Perjalanan Mental, Spiritual Melawan Virus Corona
Tenggorokan yang sakit, pegal dan linu serta demam mulai
menyerang di hari ke dua pulang dari perjalanan itu. Puncaknya di malam Jum’at
saya tidak bisa memejamkan mata. Pukul 02.00 WIB dini hari masih terjaga. Badan
yang panas, kulit terasa terbakar namun dingin menggerogoti hingga ke tulang.

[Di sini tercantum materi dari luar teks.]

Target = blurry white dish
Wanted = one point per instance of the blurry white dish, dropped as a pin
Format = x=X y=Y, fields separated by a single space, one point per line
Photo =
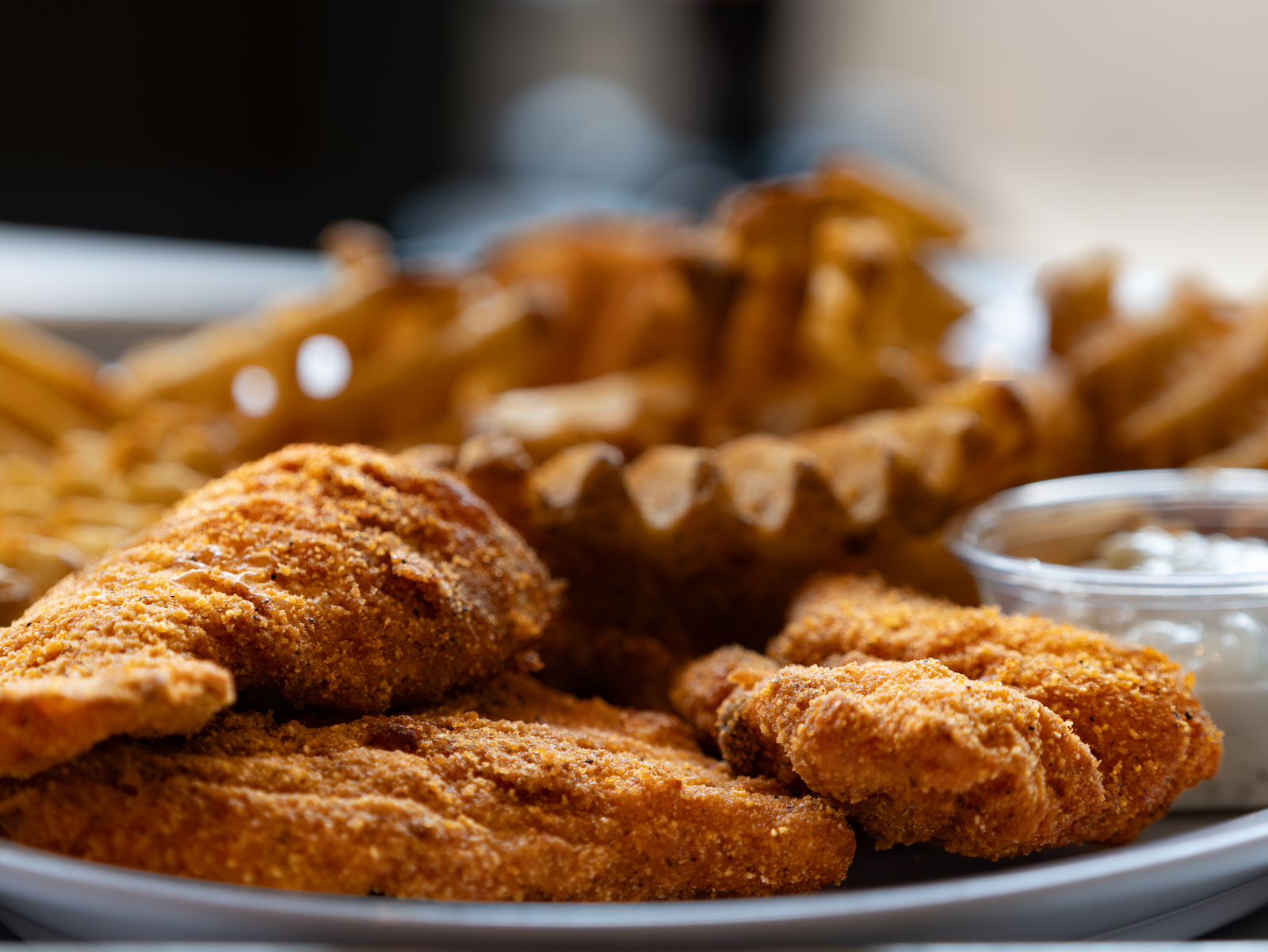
x=1029 y=550
x=1191 y=875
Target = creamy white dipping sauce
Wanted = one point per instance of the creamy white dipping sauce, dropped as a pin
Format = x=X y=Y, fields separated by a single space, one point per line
x=1159 y=552
x=1232 y=648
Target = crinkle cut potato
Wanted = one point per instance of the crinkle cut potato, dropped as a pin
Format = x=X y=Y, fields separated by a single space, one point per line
x=342 y=577
x=911 y=751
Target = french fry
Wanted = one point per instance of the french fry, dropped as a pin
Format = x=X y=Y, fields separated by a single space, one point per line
x=1121 y=364
x=1215 y=401
x=631 y=408
x=1078 y=296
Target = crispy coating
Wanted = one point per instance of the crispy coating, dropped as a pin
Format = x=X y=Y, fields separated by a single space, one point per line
x=338 y=575
x=910 y=749
x=435 y=806
x=1130 y=705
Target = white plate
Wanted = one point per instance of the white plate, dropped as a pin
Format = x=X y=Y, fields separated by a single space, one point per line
x=1191 y=874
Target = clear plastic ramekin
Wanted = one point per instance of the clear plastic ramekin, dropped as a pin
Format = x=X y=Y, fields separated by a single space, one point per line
x=1024 y=548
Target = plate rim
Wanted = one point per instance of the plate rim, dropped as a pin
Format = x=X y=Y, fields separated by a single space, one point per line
x=1232 y=835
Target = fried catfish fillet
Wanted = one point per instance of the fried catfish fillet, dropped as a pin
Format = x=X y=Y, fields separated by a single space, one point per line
x=336 y=575
x=1130 y=705
x=910 y=749
x=437 y=805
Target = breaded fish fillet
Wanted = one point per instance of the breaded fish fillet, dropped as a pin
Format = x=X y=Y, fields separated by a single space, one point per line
x=1130 y=705
x=910 y=749
x=435 y=806
x=338 y=575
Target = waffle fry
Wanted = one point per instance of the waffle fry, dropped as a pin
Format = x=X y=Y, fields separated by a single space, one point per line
x=1078 y=297
x=1213 y=401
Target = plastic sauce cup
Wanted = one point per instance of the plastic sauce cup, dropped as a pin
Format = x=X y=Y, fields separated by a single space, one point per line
x=1024 y=548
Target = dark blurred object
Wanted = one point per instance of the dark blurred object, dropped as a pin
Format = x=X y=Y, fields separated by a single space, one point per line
x=735 y=40
x=246 y=120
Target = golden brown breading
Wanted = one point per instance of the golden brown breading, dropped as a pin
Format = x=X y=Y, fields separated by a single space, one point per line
x=910 y=749
x=433 y=806
x=338 y=575
x=1130 y=705
x=523 y=698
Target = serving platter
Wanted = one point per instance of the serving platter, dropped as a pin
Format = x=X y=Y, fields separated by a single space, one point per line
x=1190 y=874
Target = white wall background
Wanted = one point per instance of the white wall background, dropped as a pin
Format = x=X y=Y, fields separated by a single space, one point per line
x=1134 y=123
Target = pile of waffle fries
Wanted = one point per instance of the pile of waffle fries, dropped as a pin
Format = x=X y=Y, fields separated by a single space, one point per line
x=718 y=408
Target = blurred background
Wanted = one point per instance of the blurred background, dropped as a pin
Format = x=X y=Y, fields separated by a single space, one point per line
x=1058 y=126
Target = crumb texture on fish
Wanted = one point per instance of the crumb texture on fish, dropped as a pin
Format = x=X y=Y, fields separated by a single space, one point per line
x=1130 y=705
x=910 y=749
x=434 y=805
x=338 y=575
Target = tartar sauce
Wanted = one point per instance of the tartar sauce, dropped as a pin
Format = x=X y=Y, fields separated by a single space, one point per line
x=1229 y=649
x=1158 y=552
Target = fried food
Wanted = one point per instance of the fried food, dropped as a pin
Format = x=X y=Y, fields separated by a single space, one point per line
x=910 y=749
x=580 y=805
x=1078 y=296
x=1122 y=364
x=1130 y=705
x=338 y=575
x=1211 y=403
x=629 y=408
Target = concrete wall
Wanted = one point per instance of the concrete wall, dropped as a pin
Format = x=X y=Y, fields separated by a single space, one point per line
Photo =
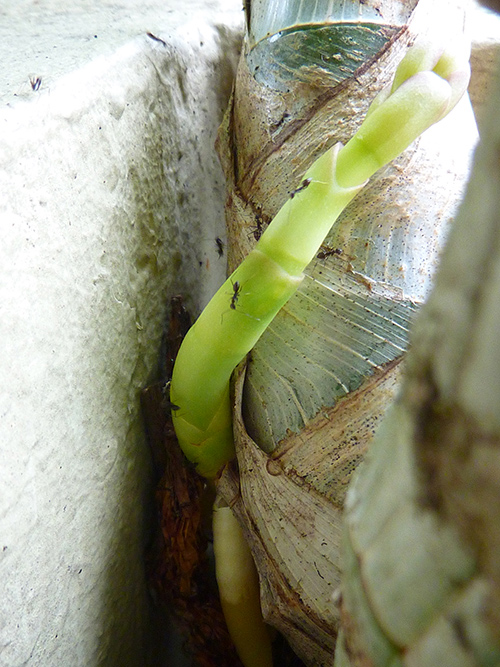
x=110 y=200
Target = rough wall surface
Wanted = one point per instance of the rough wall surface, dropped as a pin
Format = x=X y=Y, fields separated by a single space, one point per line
x=110 y=200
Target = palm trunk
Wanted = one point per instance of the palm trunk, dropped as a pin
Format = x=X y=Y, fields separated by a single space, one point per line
x=322 y=376
x=422 y=578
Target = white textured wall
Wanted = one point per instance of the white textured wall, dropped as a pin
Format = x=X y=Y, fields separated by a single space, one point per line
x=110 y=200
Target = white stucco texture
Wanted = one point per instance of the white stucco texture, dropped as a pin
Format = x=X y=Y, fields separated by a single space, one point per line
x=111 y=197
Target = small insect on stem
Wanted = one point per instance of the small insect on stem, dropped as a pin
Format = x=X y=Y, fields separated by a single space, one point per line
x=258 y=230
x=220 y=246
x=35 y=83
x=325 y=252
x=304 y=184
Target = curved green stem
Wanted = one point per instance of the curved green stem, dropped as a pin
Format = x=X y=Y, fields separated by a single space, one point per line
x=426 y=86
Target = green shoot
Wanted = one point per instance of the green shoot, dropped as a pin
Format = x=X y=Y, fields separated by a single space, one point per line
x=427 y=84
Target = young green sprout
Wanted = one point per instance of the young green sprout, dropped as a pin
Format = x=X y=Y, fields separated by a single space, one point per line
x=427 y=85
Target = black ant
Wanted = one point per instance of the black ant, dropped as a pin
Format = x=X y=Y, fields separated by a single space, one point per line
x=234 y=300
x=235 y=295
x=166 y=398
x=220 y=246
x=305 y=184
x=257 y=231
x=35 y=83
x=155 y=38
x=325 y=252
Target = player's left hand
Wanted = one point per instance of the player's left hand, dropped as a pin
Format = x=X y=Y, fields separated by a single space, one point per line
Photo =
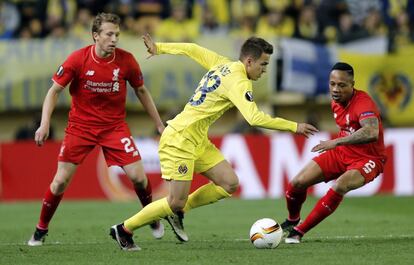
x=160 y=128
x=150 y=44
x=324 y=146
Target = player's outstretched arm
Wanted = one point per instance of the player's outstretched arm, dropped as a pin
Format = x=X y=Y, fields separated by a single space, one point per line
x=368 y=133
x=49 y=104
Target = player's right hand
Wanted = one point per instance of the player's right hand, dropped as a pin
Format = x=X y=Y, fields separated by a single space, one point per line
x=150 y=44
x=306 y=129
x=42 y=133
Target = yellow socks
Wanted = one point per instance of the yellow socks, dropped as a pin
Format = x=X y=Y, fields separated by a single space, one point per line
x=150 y=213
x=206 y=194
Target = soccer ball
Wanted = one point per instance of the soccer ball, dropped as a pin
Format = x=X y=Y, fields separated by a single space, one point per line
x=266 y=233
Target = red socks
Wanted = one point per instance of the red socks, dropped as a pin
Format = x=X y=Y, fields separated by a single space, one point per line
x=323 y=208
x=49 y=206
x=144 y=194
x=294 y=200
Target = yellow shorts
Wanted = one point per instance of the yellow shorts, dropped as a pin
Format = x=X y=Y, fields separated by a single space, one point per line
x=180 y=157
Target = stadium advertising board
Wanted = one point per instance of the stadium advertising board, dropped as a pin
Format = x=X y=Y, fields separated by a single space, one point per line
x=263 y=163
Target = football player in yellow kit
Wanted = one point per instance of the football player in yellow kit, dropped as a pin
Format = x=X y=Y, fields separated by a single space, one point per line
x=184 y=146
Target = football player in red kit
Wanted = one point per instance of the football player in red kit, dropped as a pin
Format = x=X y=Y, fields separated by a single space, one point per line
x=354 y=158
x=98 y=76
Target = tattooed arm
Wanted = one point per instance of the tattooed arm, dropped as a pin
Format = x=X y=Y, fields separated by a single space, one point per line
x=366 y=134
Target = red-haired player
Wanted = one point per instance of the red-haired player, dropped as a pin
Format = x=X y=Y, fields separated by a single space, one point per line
x=98 y=76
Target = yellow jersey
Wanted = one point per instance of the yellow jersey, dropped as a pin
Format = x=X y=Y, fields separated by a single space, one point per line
x=224 y=86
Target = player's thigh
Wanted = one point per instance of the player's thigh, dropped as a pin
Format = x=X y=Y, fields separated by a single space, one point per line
x=350 y=180
x=208 y=157
x=135 y=171
x=177 y=156
x=331 y=165
x=75 y=148
x=118 y=146
x=63 y=176
x=359 y=172
x=222 y=174
x=310 y=175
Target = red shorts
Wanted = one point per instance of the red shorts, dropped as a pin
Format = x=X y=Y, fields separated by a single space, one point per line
x=116 y=141
x=334 y=163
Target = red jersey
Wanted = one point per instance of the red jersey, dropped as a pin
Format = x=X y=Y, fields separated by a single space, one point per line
x=348 y=118
x=98 y=86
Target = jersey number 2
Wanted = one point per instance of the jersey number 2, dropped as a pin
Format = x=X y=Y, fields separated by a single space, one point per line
x=368 y=167
x=128 y=144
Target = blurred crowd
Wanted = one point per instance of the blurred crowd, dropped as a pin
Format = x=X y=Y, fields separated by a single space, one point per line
x=322 y=21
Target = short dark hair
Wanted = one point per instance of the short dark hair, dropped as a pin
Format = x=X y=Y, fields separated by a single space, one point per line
x=341 y=66
x=102 y=18
x=255 y=47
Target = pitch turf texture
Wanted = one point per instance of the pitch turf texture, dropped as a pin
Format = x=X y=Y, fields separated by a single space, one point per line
x=374 y=230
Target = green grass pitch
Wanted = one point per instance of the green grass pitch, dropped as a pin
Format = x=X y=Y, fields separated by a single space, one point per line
x=372 y=230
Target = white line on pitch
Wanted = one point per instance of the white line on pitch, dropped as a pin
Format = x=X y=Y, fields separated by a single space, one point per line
x=235 y=239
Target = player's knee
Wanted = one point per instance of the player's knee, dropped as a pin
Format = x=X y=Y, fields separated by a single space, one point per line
x=58 y=186
x=176 y=204
x=140 y=183
x=298 y=182
x=341 y=187
x=231 y=187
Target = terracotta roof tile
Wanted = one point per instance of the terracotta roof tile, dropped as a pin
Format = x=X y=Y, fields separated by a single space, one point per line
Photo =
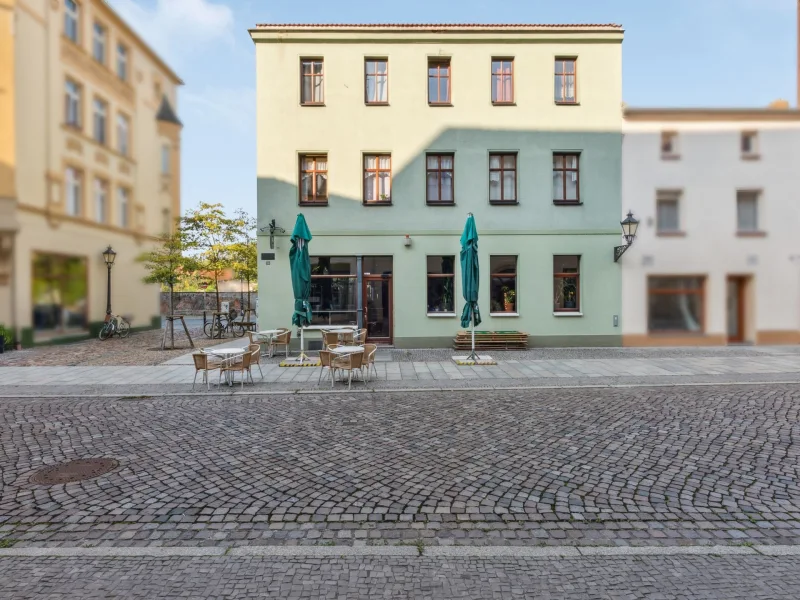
x=439 y=25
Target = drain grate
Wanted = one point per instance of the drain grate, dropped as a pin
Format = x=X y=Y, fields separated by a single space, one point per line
x=74 y=470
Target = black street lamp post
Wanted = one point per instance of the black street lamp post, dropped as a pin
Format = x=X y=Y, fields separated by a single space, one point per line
x=109 y=256
x=629 y=227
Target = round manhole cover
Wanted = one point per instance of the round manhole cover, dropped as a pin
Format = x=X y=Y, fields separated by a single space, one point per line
x=74 y=470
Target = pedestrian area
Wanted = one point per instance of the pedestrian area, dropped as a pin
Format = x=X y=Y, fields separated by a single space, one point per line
x=667 y=365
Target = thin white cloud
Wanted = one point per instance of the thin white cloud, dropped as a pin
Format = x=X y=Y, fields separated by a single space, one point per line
x=236 y=107
x=177 y=28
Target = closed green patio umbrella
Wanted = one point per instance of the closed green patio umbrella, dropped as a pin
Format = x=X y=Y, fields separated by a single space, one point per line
x=470 y=276
x=300 y=265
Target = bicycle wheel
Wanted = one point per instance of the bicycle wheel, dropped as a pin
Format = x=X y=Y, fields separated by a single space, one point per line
x=106 y=331
x=124 y=328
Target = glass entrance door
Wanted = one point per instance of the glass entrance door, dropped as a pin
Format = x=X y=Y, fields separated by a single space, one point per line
x=378 y=308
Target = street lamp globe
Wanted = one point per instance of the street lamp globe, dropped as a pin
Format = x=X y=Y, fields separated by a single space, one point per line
x=629 y=226
x=109 y=256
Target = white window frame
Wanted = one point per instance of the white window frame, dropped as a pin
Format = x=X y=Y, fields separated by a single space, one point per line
x=122 y=61
x=72 y=92
x=73 y=194
x=165 y=158
x=123 y=206
x=72 y=13
x=101 y=200
x=100 y=121
x=99 y=42
x=123 y=134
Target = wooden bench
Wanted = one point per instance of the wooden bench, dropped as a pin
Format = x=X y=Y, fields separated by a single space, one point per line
x=491 y=340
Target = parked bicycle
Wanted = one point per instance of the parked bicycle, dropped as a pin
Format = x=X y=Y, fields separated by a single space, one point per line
x=224 y=322
x=115 y=325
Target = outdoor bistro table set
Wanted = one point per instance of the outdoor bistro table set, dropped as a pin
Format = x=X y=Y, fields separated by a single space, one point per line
x=344 y=347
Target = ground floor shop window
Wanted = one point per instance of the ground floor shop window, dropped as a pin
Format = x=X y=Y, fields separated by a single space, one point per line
x=334 y=298
x=503 y=285
x=441 y=284
x=675 y=304
x=566 y=283
x=59 y=293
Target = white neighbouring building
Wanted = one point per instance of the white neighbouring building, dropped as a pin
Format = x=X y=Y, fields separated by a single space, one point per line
x=717 y=256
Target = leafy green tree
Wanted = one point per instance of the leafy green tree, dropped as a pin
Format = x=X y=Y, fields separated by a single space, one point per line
x=167 y=262
x=245 y=252
x=211 y=236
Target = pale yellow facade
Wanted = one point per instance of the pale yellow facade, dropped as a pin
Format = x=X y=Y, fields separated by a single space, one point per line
x=128 y=189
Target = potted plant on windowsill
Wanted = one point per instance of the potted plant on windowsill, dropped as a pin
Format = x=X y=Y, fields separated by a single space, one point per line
x=508 y=299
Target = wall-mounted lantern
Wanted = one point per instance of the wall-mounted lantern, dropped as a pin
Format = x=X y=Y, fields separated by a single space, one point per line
x=629 y=226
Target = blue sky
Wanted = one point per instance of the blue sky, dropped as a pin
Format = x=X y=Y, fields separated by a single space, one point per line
x=676 y=53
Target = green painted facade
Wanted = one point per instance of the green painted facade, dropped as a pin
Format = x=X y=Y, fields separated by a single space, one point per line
x=534 y=231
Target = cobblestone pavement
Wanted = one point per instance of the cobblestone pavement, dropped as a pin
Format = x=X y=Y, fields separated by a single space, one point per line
x=626 y=466
x=729 y=578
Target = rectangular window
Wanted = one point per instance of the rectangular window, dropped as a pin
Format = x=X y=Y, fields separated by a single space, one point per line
x=675 y=304
x=503 y=284
x=73 y=191
x=312 y=89
x=122 y=62
x=101 y=201
x=565 y=80
x=376 y=86
x=669 y=144
x=314 y=179
x=99 y=43
x=668 y=212
x=71 y=19
x=123 y=131
x=72 y=106
x=503 y=178
x=503 y=80
x=439 y=178
x=747 y=211
x=123 y=206
x=165 y=159
x=377 y=179
x=59 y=293
x=439 y=81
x=441 y=285
x=100 y=115
x=749 y=144
x=566 y=283
x=334 y=295
x=566 y=179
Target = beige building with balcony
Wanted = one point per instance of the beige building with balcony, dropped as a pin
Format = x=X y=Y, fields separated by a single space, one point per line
x=89 y=157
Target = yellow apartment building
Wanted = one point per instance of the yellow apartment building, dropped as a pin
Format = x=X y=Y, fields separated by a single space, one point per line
x=89 y=158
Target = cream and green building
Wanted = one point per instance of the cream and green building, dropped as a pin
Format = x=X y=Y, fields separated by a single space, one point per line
x=386 y=136
x=89 y=157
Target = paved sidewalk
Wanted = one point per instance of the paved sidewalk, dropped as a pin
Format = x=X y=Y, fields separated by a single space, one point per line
x=762 y=363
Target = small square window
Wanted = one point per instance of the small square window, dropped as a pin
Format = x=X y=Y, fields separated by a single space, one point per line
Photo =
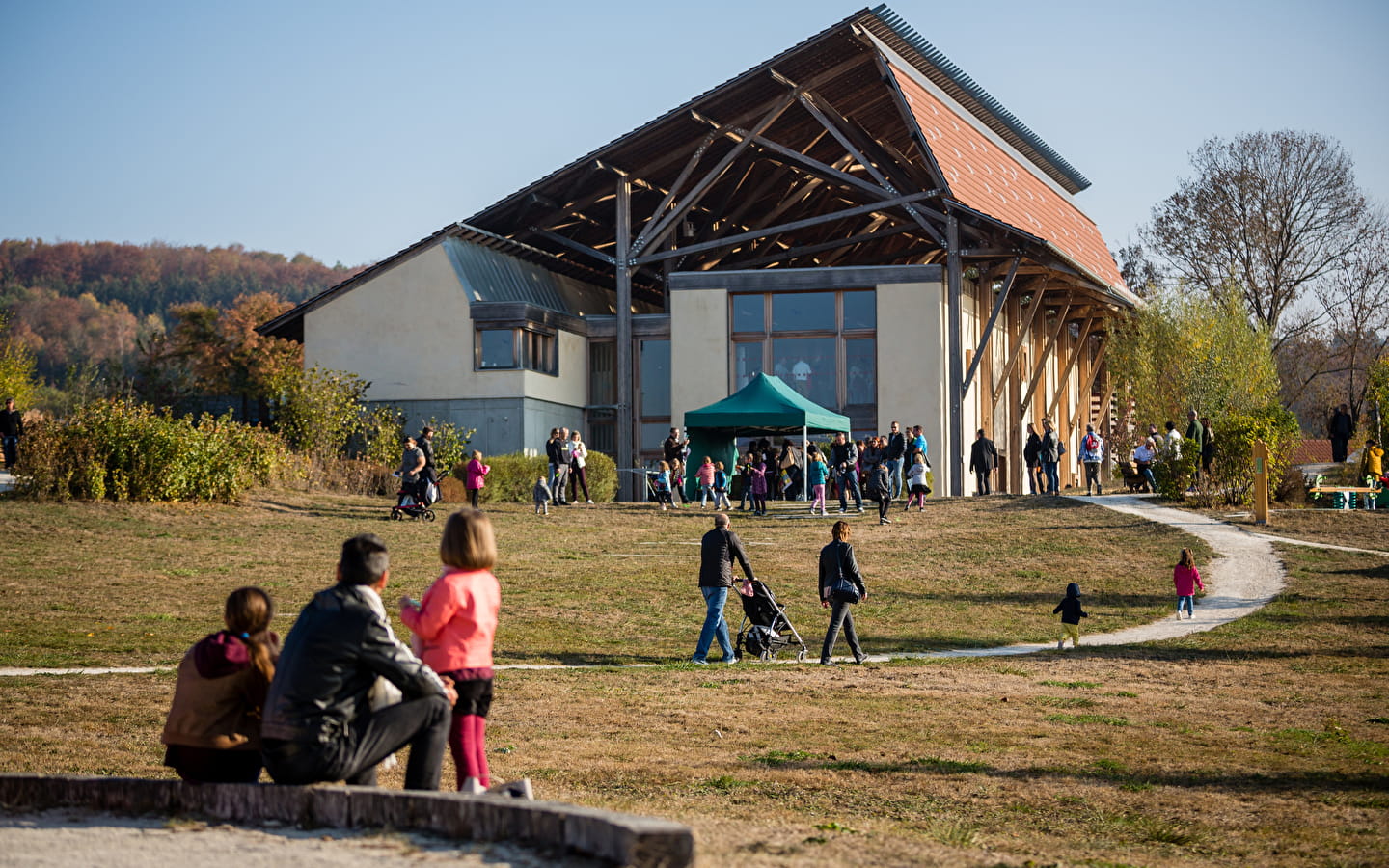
x=496 y=349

Ibu yang malam itu kebetulan menginap di rumah turut terjaga. Diambilnya minyak
kayu putih, ibu melumurkan minyak ke seluruh tubuh tapi rasa sakit tak kunjung
hilang. Pukul 03.00 fajar, saya beranikan ambil wudhu. Dingin air wudhu
membasahi tubuh. Saya bentangkan sejadah dua rakaat Sholat Tahajud ditambah
Sholat Hajat ditunaikan seraya doa panjang tak henti dimunajatkan.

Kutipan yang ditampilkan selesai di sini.